Code: 0f 0b 68 cd 3b 2c 80 c2 1f 00 4c 89 63 08 49 89 1c 24 4c 89  
RIP  [<ffffffff80157c0e>] __list_add+0x48/0x68 
 RSP <ffffffff804a5eb0> 
 <0>Kernel panic - not syncing: Fatal exception

Comment 33 Han Pingtian 2010-12-22 07:49:11 UTC
We were testing dumping to raw partition when triggering this problem.

Comment 34 Tomas Henzl 2011-01-03 10:54:10 UTC
(In reply to comment #33)
> We were testing dumping to raw partition when triggering this problem.

Is this important - I mean can you reproduce it on raw partition, is it reproducible?

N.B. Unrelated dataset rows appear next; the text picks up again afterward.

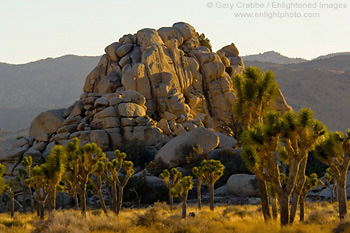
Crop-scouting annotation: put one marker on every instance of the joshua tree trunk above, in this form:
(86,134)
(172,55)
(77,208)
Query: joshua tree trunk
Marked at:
(31,200)
(100,196)
(264,200)
(75,197)
(12,195)
(184,205)
(274,207)
(52,198)
(199,194)
(302,207)
(120,198)
(171,202)
(82,196)
(284,209)
(42,209)
(341,183)
(114,197)
(211,196)
(1,204)
(298,189)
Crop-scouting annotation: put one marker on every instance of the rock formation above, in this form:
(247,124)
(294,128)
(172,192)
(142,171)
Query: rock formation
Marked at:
(148,88)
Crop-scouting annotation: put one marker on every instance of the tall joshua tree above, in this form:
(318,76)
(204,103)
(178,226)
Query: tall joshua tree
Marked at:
(39,182)
(212,171)
(335,151)
(99,170)
(198,172)
(55,168)
(299,132)
(181,190)
(255,92)
(170,182)
(87,157)
(2,180)
(27,165)
(114,167)
(70,176)
(310,183)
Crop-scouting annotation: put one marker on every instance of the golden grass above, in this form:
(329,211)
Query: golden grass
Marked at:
(319,217)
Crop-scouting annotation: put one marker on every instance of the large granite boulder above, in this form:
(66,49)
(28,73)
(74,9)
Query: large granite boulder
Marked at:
(172,152)
(45,124)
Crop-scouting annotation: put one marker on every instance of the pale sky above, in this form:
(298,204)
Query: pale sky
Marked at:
(36,29)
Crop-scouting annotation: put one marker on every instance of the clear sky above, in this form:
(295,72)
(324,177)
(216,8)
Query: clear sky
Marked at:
(35,29)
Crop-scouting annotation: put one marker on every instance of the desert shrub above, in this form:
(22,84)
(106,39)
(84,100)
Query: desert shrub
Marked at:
(146,193)
(152,216)
(12,223)
(318,217)
(343,227)
(156,167)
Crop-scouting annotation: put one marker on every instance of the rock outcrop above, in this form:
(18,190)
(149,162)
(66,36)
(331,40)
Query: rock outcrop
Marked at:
(159,88)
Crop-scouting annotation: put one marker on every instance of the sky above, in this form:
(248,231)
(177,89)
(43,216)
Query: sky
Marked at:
(36,29)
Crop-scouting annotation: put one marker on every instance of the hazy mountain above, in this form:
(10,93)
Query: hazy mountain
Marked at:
(272,57)
(28,89)
(321,84)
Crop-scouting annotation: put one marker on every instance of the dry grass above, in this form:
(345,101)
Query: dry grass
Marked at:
(320,217)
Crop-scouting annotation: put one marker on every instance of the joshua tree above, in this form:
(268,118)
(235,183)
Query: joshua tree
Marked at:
(310,183)
(2,180)
(212,171)
(55,169)
(39,182)
(329,177)
(113,168)
(176,176)
(335,151)
(99,170)
(70,177)
(8,188)
(299,132)
(255,92)
(27,165)
(181,190)
(273,200)
(87,158)
(198,172)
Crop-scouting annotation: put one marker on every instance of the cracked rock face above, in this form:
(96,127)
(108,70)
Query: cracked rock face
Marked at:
(174,73)
(149,87)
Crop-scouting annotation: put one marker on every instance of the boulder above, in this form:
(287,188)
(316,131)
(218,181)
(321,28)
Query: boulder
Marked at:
(148,37)
(133,96)
(11,159)
(172,152)
(226,142)
(100,137)
(35,154)
(243,185)
(107,112)
(124,49)
(131,110)
(45,124)
(111,51)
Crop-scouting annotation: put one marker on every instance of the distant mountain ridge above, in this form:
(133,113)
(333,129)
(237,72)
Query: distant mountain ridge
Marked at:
(28,89)
(322,84)
(272,57)
(57,82)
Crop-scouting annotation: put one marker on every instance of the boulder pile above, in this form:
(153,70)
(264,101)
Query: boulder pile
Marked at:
(159,88)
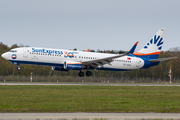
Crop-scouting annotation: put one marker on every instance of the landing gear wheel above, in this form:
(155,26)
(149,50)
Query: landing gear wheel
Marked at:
(18,68)
(81,74)
(88,73)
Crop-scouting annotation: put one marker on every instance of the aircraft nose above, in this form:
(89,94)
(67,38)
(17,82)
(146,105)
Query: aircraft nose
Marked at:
(4,55)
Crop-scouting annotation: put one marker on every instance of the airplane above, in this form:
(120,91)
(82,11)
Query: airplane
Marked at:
(65,60)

Comment 36 Chao Ye 2011-01-25 06:10:42 UTC
(In reply to comment #34)
> (In reply to comment #33)
> > We were testing dumping to raw partition when triggering this problem.
> 
> Is this important - I mean can you reproduce it on raw partition, is it
> reproducible?

I can't reproduce this issue on dell-pe2900-02.rhts.eng.bos.redhat.com via dump to raw target. I tried more than 20 times, all dump successfully. No kernel panic found:
https://beaker.engineering.redhat.com/recipes/98483

Comment 37 Chao Ye 2011-01-25 06:18:38 UTC
(In reply to comment #36)
> I can't reproduce this issue on dell-pe2900-02.rhts.eng.bos.redhat.com via dump
> to raw target. I tried more than 20 times, all dump successfully. No kernel
> panic found:
> https://beaker.engineering.redhat.com/recipes/98483
Test was executed on RHEL5-Server-U6, with kernel-2.6.18-238.el5.i686 kexec-tools-1.102pre-126.el5.i386

Comment 38 Qian Cai 2011-04-18 09:37:22 UTC
Looks like not reproducible anymore.